When Eon gave back control, it was not gently.

It was like being ripped out of a nightmare by the spine.

Qaritas slammed back into his body with a scream lodged halfway up his throat, the echo of Ayla's pain still tearing through him—bone snapping, flesh tearing, not begging, never begging—just the awful, rhythmic sounds of someone being taken apart while refusing to give their tormentor the satisfaction of fear.

"No—Ayla—!"

He tried to move.

The darkness inside him surged instead.

He staggered forward in his own mind, running through corridors of shadow that folded and unfolded endlessly, calling her name, chasing the sound—only to feel the dark thicken around his legs, his chest, his throat.

The deeper he ran, the more the void welcomed him.

Not swallowed.

Claimed.

Panic clawed up his ribs.

"Stop—stop—" he gasped, hands tearing through nothing. "I have to—she's—"

Then, unexpectedly—

Eon was there.

Not looming.

Not laughing.

Firm.

"Fight it," Eon said sharply, his presence snapping like a blade drawn from a sheath. "You are not allowed to disappear yet."

Qaritas reeled. "You—why are you—"

Before Eon could answer, another voice cut cleanly through the chaos.

Calm.

Certain.

Female.

"It will be alright," the voice said. "Bring him back. He has gone far enough."

The darkness recoiled.

Not fled—yielded.

The void peeled away from Qaritas like a tide pulling back, and the world slammed into focus.

Stone.

Cold.

Pain.

He was on the floor.

Hands trembling. Chest heaving. Throat burning raw from a scream that had never fully escaped.
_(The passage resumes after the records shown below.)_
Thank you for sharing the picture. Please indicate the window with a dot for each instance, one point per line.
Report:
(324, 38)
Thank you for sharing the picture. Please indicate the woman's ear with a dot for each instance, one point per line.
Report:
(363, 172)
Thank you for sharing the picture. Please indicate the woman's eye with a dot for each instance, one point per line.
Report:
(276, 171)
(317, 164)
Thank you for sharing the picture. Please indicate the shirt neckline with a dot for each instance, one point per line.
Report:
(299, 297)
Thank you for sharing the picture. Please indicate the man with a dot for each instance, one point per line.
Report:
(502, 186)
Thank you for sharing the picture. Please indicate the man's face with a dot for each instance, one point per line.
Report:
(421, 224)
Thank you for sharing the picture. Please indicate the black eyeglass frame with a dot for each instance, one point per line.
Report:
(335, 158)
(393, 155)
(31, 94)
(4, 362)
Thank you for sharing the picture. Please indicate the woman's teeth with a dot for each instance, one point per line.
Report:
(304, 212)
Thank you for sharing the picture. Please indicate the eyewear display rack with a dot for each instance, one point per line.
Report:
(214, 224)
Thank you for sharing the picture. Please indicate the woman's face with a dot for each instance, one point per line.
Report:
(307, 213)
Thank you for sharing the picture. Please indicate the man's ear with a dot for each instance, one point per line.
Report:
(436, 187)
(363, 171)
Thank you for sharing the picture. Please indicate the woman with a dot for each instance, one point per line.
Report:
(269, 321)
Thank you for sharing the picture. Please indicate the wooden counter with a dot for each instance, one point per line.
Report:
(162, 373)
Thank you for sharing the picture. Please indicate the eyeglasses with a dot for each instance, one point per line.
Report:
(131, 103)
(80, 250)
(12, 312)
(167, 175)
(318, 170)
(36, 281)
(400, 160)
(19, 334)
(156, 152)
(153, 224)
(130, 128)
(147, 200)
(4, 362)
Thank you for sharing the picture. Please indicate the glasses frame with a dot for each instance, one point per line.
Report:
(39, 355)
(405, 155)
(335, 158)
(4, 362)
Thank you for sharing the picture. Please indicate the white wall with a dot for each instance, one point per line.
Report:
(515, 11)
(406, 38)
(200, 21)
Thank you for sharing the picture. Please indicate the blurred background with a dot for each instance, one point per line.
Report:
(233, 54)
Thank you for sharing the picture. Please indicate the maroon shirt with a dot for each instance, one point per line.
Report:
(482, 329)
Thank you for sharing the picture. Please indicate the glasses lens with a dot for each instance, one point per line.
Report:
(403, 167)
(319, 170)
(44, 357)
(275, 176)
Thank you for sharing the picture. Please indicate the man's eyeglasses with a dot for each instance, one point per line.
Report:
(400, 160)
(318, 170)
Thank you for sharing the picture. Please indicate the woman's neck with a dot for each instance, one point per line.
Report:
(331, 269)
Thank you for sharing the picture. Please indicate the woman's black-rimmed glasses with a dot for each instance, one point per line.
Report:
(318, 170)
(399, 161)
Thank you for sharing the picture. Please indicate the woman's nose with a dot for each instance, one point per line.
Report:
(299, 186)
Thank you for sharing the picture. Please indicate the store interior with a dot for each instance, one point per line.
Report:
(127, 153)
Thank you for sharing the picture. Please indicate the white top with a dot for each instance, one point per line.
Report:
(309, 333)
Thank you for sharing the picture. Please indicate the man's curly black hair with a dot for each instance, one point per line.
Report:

Someone was crouched beside him.

She was small—short, compact, her presence dense in a way that bent the air around her. Her skin was black as starless night, but not flat—no, it shimmered, dusted with faint, distant sparks like galaxies seen through smoked glass. Her hair fell in the same impossible shade, cascading down her shoulders in waves of darkness and light.

And she was pregnant.

Not hidden. Not concealed.

Carried openly, power and life coiled together beneath her ribs.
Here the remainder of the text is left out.